La généralisation du télétravail et les confinements à répétition ont dopé la consommation outre-Atlantique plus qu’ailleurs, modifié les comportements d’achats en générant des besoins accrus d’écrans, d’ordinateurs, de téléphones portables, de tablettes, de consoles de jeu, d’appareils sportifs, asséché les stocks des détaillants américains, mastodontes du commerce privé, engendré une demande de transport dans des capacités inédites et désorganisé les chaînes d’approvisionnement mondiales…Selon les données du Bureau américain d'analyse économique, les dépenses de consommation américaine avaient atteint la somme astronomique de 16 400 Md$ à l’issue de l’année 2021.
En deux ans, la route maritime transpacifique est devenue la plus lucrative des lignes Est-Ouest. La capacité offerte a littéralement explosé. Les nouveaux services s’y déploient en nombre de part et d’autre des façades est et ouest-américaines. Les rapports de force entre les trois principales alliances maritimes mondiales ont migré.
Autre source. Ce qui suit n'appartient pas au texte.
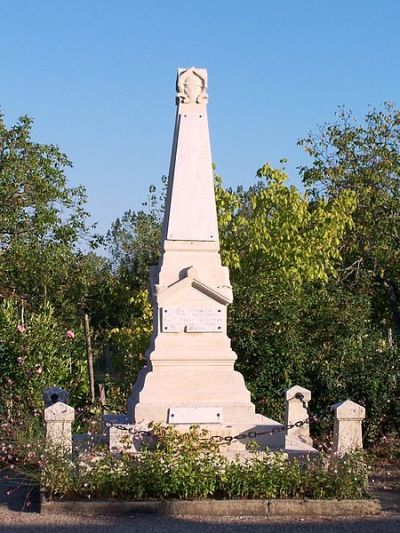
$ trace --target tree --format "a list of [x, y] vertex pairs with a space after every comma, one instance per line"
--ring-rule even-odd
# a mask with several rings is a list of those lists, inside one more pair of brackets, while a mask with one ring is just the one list
[[332, 201], [344, 191], [355, 194], [342, 276], [369, 280], [377, 320], [381, 326], [393, 325], [399, 337], [400, 111], [385, 104], [358, 124], [351, 112], [341, 109], [334, 123], [324, 124], [299, 144], [313, 159], [301, 169], [312, 198]]
[[238, 369], [258, 408], [280, 416], [283, 391], [309, 384], [304, 303], [336, 275], [354, 195], [310, 202], [269, 164], [257, 177], [237, 191], [216, 179], [221, 255], [234, 289], [229, 334]]
[[301, 194], [268, 164], [257, 176], [248, 190], [216, 180], [237, 368], [258, 412], [280, 419], [284, 390], [301, 384], [315, 413], [344, 398], [364, 405], [365, 435], [374, 441], [398, 427], [400, 359], [374, 321], [363, 280], [343, 279], [357, 195]]
[[1, 401], [29, 390], [28, 410], [56, 383], [84, 401], [78, 310], [101, 272], [94, 254], [79, 250], [91, 239], [85, 190], [68, 186], [71, 162], [57, 146], [32, 141], [31, 129], [29, 117], [8, 129], [0, 116]]
[[[286, 185], [283, 170], [268, 163], [257, 171], [259, 181], [247, 191], [224, 190], [216, 179], [218, 223], [224, 264], [248, 272], [248, 280], [327, 281], [335, 274], [341, 240], [351, 226], [354, 194], [343, 191], [332, 200], [309, 202], [307, 195]], [[265, 181], [262, 181], [265, 180]]]
[[0, 116], [0, 286], [36, 308], [65, 305], [85, 266], [77, 243], [88, 237], [86, 195], [67, 185], [67, 156], [33, 142], [31, 128], [27, 116], [10, 129]]
[[[163, 179], [165, 185], [165, 178]], [[85, 297], [93, 345], [98, 354], [97, 376], [107, 384], [107, 404], [125, 409], [132, 381], [143, 366], [152, 328], [148, 301], [149, 266], [160, 251], [165, 187], [154, 186], [143, 209], [126, 211], [113, 222], [104, 243], [110, 258], [97, 265]]]
[[0, 413], [42, 413], [43, 390], [57, 385], [76, 404], [88, 392], [83, 336], [67, 330], [49, 304], [27, 311], [21, 324], [12, 298], [0, 303]]
[[149, 266], [160, 253], [161, 221], [158, 213], [126, 211], [107, 234], [113, 272], [132, 289], [149, 283]]

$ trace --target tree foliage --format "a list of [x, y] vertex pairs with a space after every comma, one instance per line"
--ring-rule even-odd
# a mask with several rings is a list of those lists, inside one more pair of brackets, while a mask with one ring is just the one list
[[0, 304], [0, 411], [41, 413], [43, 390], [54, 385], [82, 403], [88, 392], [83, 354], [80, 331], [66, 330], [49, 304], [28, 311], [22, 323], [15, 301], [5, 300]]
[[[102, 241], [109, 257], [84, 253], [84, 189], [68, 186], [70, 161], [33, 142], [31, 127], [28, 117], [10, 129], [0, 118], [0, 385], [8, 400], [19, 387], [31, 408], [56, 383], [82, 400], [85, 310], [96, 380], [106, 382], [107, 403], [125, 409], [151, 333], [148, 268], [159, 254], [165, 179], [142, 210], [113, 223]], [[346, 398], [365, 405], [371, 441], [399, 427], [399, 130], [391, 105], [361, 125], [341, 111], [300, 141], [312, 157], [301, 169], [304, 193], [268, 163], [248, 189], [215, 178], [235, 296], [229, 335], [258, 412], [279, 419], [284, 390], [299, 384], [319, 413]]]
[[[301, 174], [313, 198], [332, 200], [343, 191], [356, 196], [343, 275], [369, 274], [377, 318], [381, 323], [389, 318], [400, 335], [400, 111], [385, 104], [359, 124], [342, 109], [334, 123], [300, 144], [312, 157]], [[382, 293], [386, 303], [378, 310]]]
[[87, 235], [83, 187], [68, 187], [71, 166], [57, 146], [31, 140], [32, 120], [7, 128], [0, 116], [0, 287], [36, 308], [77, 297]]
[[284, 391], [301, 384], [320, 414], [345, 398], [365, 405], [372, 441], [399, 420], [400, 364], [364, 276], [343, 279], [359, 198], [352, 189], [302, 194], [268, 164], [257, 177], [266, 180], [235, 192], [216, 181], [237, 367], [259, 412], [281, 419]]
[[340, 259], [342, 236], [352, 224], [354, 194], [344, 191], [332, 201], [310, 202], [286, 185], [284, 171], [268, 163], [257, 178], [256, 185], [236, 192], [224, 190], [216, 180], [223, 262], [257, 281], [260, 276], [293, 286], [327, 281]]

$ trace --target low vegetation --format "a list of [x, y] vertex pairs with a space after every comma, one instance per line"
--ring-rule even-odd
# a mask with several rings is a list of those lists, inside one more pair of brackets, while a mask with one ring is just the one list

La concurrence entre transporteurs s'est intensifiée avec l’entrée en lice de compagnies indépendantes, opérant en dehors des grandes forces du marché que sont les alliances.
De 526 352 à 673 000 EVP
Entre septembre 2019 et 2020, l’offre de transport entre l’Asie et l’Amérique du Nord s’était déjà étoffée de 17 % avec une capacité nominale hebdomadaire moyenne de 526 352 EVP. Alors qu’ils étaient à la traîne sur cette route, Maersk et MSC, alors numéro un et deux mondiaux, partenaires au sein de l’alliance 2M, ont surinvesti le marché si bien qu’au terme de l’année 2020, 2M contrôlait 21 % de la capacité totale sur le transpacifique (contre 19 % en 2019) tandis que THE Alliance (Hapag-Lloyd, HMM, ONE, Yang Ming) a vu sa part de marché évoluer de 25 à 28 % au détriment d’Ocean Alliance (CMA CGM, Cosco/OOCL/Evergreen), passée de 38 % à 34 %.
Aujourd’hui, la capacité hebdomadaire moyenne déployée est proche de 673 000 EVP. Fait nouveau, une part non négligeable de l'offre – 40 000 EVP – est apportée par des indépendants. À la faveur de la crise sanitaire, ces compagnies, qui opèrent en solo, ont grignoté des parts de marché, passées de 8,5 à 12,5 % entre janvier 2021 et mars 2022 selon les données d’Alphaliner. La capacité hebdomadaire moyenne des opérateurs non-membres d’une alliance (Wan Hai Line, ZIM et Matson par exemple) et de nouveaux venus sur le marché (CULines, TS Lines…), a augmenté de 88,2 % en un an et demi.
2M a vu sa part de marché passer de 21 à près de 29 % en deux ans
Ensemble, ils n’égalent toutefois pas le seul apport de 2M, qui a vu son influence grandir sur cette route avec une part de marché désormais de 28,7 %. Maersk et MSC ont injecté 64 500 EVP par semaine entre janvier 2021 et mars 2022. Mais ils ont en outre, hors du champ d'application de leur accord de partages de navires, lancé de nombreuses boucles autonomes.
Clairement, leur dynamique a cloué au pilori les deux autres grandes alliances si on se base sur les données d’Alphaliner. La part de marché de Ocean Alliance a perdu près de trois points (39,5 à 35,6 % en un peu plus d’un an) tandis que THE Alliance est en perte de vitesse, avec 23,3 % contre 27,7 % 2021.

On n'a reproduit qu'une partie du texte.